3. Not meeting WHO criteria for BCR::ABL1+, chronic myeloid leukemia (CML), polycythemia vera (PV), primary myelofibrosis (PMF), myelodysplastic syndromes (MDS), or other myeloid neoplasms.

4. Presence of Janus kinase 2 (JAK2), calreticulin (CALR), or myeloproliferative leukemia virus oncogene (MPL) gene mutations.

Minor criterion

• Presence of a clonal marker or absence of evidence for reactive thrombocytosis.

Diagnosis of essential thrombocythemia (ET) requires all 4 major criteria to be met or the first 3 major criteria and the minor criterion.

International consensus classification of myeloid neoplasms and acute leukemias[1]Arber DA, Orazi A, Hasserjian RP, et al. International consensus classification of myeloid neoplasms and acute leukemias: integrating morphologic, clinical, and genomic data. Blood. 2022 Sep 15;140(11):1200-28. https://www.doi.org/10.1182/blood.2022015850 http://www.ncbi.nlm.nih.gov/pubmed/35767897?tool=bestpractice.com

Major criteria

1. Platelet count ≥450,000/microliter.

2. Bone marrow biopsy showing proliferation mainly of the megakaryocytic lineage, with increased numbers of enlarged, mature megakaryocytes with hyperlobulated staghorn-like nuclei, infrequently dense clusters; no significant increase or left shift in neutrophil granulopoiesis or erythropoiesis; no relevant bone marrow fibrosis (very rarely a minor increase in reticulin fibers may occur at initial diagnosis [grade 1])

3. Diagnostic criteria for BCR::ABL1-positive CML, PV, PMF, or other myeloid neoplasms are not met

4. JAK2, CALR, or MPL gene mutations.

Minor criteria

• Presence of a clonal marker or absence of evidence of reactive thrombocytosis.

The diagnosis of ET requires either all major criteria or the first 3 major criteria plus the minor criteria.

British Committee for Standards in Haematology diagnostic criteria for essential thrombocythaemia (modified 2014)[41]Harrison CN, Butt N, Campbell P, et al.

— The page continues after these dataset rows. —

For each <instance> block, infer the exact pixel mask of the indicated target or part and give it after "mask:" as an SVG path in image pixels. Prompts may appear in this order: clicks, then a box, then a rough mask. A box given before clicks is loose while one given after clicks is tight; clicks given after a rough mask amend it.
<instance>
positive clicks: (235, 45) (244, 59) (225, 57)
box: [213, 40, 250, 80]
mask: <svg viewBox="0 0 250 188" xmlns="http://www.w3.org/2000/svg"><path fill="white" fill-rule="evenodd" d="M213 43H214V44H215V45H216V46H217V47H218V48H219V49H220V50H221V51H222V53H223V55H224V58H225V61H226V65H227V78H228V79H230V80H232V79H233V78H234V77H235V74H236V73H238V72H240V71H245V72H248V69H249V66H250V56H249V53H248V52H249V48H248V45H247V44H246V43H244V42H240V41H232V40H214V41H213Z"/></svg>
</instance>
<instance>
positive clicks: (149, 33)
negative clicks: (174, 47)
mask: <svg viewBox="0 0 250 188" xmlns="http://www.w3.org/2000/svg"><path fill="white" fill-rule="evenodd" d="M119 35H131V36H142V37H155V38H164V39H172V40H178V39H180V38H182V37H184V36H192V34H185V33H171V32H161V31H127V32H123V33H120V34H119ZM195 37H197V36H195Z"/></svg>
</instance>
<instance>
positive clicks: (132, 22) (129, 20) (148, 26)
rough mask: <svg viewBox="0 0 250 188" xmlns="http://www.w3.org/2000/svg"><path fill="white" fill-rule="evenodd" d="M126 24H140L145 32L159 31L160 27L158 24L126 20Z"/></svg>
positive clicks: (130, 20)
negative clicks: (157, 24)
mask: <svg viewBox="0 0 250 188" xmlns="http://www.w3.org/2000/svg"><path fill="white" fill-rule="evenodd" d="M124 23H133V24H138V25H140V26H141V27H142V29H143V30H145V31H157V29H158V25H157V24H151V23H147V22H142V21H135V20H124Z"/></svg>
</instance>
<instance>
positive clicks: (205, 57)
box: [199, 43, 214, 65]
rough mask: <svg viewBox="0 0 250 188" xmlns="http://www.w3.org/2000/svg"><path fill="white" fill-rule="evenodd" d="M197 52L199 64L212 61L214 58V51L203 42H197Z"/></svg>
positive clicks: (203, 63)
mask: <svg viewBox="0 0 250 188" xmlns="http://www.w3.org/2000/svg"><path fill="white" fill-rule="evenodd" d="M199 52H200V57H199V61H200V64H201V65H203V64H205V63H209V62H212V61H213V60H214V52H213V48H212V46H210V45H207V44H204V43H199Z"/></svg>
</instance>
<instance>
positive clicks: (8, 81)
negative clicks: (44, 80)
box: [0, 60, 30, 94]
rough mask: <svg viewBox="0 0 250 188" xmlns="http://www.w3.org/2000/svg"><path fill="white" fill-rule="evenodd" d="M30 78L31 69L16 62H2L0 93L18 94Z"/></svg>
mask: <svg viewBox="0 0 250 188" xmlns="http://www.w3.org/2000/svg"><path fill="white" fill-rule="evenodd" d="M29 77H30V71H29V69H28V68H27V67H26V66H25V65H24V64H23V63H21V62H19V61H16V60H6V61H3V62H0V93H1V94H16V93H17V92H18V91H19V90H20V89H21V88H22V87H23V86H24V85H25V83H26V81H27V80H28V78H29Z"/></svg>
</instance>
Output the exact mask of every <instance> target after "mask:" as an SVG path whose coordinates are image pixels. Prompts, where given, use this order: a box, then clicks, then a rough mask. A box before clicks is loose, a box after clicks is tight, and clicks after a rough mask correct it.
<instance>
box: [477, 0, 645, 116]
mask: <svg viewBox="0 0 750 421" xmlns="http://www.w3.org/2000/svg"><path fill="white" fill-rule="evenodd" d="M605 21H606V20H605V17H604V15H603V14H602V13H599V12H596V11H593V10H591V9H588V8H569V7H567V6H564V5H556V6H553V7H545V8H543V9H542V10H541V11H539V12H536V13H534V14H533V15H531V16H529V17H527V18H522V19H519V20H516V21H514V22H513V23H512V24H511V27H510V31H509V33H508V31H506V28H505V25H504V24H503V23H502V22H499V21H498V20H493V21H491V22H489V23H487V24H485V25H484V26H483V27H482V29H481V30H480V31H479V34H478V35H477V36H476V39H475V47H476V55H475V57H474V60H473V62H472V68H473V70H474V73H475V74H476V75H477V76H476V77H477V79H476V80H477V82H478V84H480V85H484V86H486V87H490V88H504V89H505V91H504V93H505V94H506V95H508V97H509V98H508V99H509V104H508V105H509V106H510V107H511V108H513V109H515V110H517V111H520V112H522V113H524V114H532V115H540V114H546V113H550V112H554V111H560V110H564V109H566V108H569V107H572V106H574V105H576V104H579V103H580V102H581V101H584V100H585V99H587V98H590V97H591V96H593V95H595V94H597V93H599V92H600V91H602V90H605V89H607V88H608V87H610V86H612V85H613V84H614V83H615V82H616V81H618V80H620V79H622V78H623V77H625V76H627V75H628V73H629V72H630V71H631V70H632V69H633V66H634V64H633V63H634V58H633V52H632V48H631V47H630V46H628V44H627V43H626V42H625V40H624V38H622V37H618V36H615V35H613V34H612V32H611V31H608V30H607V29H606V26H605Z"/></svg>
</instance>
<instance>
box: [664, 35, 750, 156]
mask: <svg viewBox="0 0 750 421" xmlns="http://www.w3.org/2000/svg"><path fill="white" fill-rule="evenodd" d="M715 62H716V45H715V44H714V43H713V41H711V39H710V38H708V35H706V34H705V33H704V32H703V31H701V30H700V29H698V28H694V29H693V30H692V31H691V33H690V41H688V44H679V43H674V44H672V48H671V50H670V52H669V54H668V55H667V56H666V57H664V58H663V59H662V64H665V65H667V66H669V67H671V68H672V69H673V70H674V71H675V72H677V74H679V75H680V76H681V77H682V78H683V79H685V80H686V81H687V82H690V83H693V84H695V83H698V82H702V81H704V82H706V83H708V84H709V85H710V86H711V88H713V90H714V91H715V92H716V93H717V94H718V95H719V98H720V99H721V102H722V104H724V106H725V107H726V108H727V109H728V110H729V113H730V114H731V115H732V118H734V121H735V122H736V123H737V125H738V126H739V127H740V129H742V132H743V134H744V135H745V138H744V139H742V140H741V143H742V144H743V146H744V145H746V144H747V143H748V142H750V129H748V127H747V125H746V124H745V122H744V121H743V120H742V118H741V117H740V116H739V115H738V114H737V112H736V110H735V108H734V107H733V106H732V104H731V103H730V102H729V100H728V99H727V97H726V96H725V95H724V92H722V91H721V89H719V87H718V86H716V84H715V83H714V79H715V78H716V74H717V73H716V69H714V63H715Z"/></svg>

Modification of British Committee for Standards in Haematology diagnostic criteria for essential thrombocythaemia. Br J Haematol. 2014 Nov;167(3):421-3. http://www.ncbi.nlm.nih.gov/pubmed/24935860?tool=bestpractice.com

• A1: Sustained platelet count ≥450,000/microliter.

• A2: Presence of an acquired pathogenetic mutation (e.g., JAK2, CALR, or MPL genes).

• A3: No other myeloid malignancy, especially the following:

  • PV (excluded by a normal hematocrit in an iron-replete patient)

  • PMF (indicated by the presence of significant bone marrow fibrosis [≥2/3 or 3/4 reticulin] and palpable splenomegaly, blood film abnormalities [circulating progenitors and tear-drop cells], or unexplained anemia)

  • CML (excluded by absence of BCR-ABL1 fusion gene from bone marrow or peripheral blood)

  • MDS (excluded by absence of dysplasia on examination of blood film and bone marrow aspirate).

• A4: No reactive cause for thrombocytosis and normal iron stores.

• A5: Bone marrow aspirate and trephine biopsy showing increased megakaryocyte numbers displaying a spectrum of morphology with predominant large megakaryocytes with hyperlobated nuclei and abundant cytoplasm. Reticulin is generally not increased (grades 0 to 2/4 or grade 0/3).

Diagnosis requires A1 to A3 or A1 plus A3 to A5.

Revised international prognostic score of thrombosis for essential thrombocythemia (IPSET-thrombosis)[42]Haider M, Gangat N, Lasho T, et al. Validation of the revised International Prognostic Score of Thrombosis for Essential Thrombocythemia (IPSET-thrombosis) in 585 Mayo Clinic patients. Am J Hematol. 2016 Jun;91(4):390-4. https://www.doi.org/10.1002/ajh.24293 http://www.ncbi.nlm.nih.gov/pubmed/26799697?tool=bestpractice.com [43]Barbui T, Vannucchi AM, Buxhofer-Ausch V, et al. Practice-relevant revision of IPSET-thrombosis based on 1019 patients with WHO-defined essential thrombocythemia. Blood Cancer J. 2015 Nov 27;5(11):e369. https://www.doi.org/10.1038/bcj.2015.94 http://www.ncbi.nlm.nih.gov/pubmed/26617062?tool=bestpractice.com

Very low risk

• Age ≤60 years, no thrombosis history, no JAK2 V617F mutation.

Low risk

• Age ≤60 years, no thrombosis history, with JAK2 V617F mutation.

Intermediate risk

• Age >60 years, no thrombosis history, no JAK2 V617F mutation.

High risk

• Thrombosis history at any age, or age >60 years with JAK2 V617F mutation.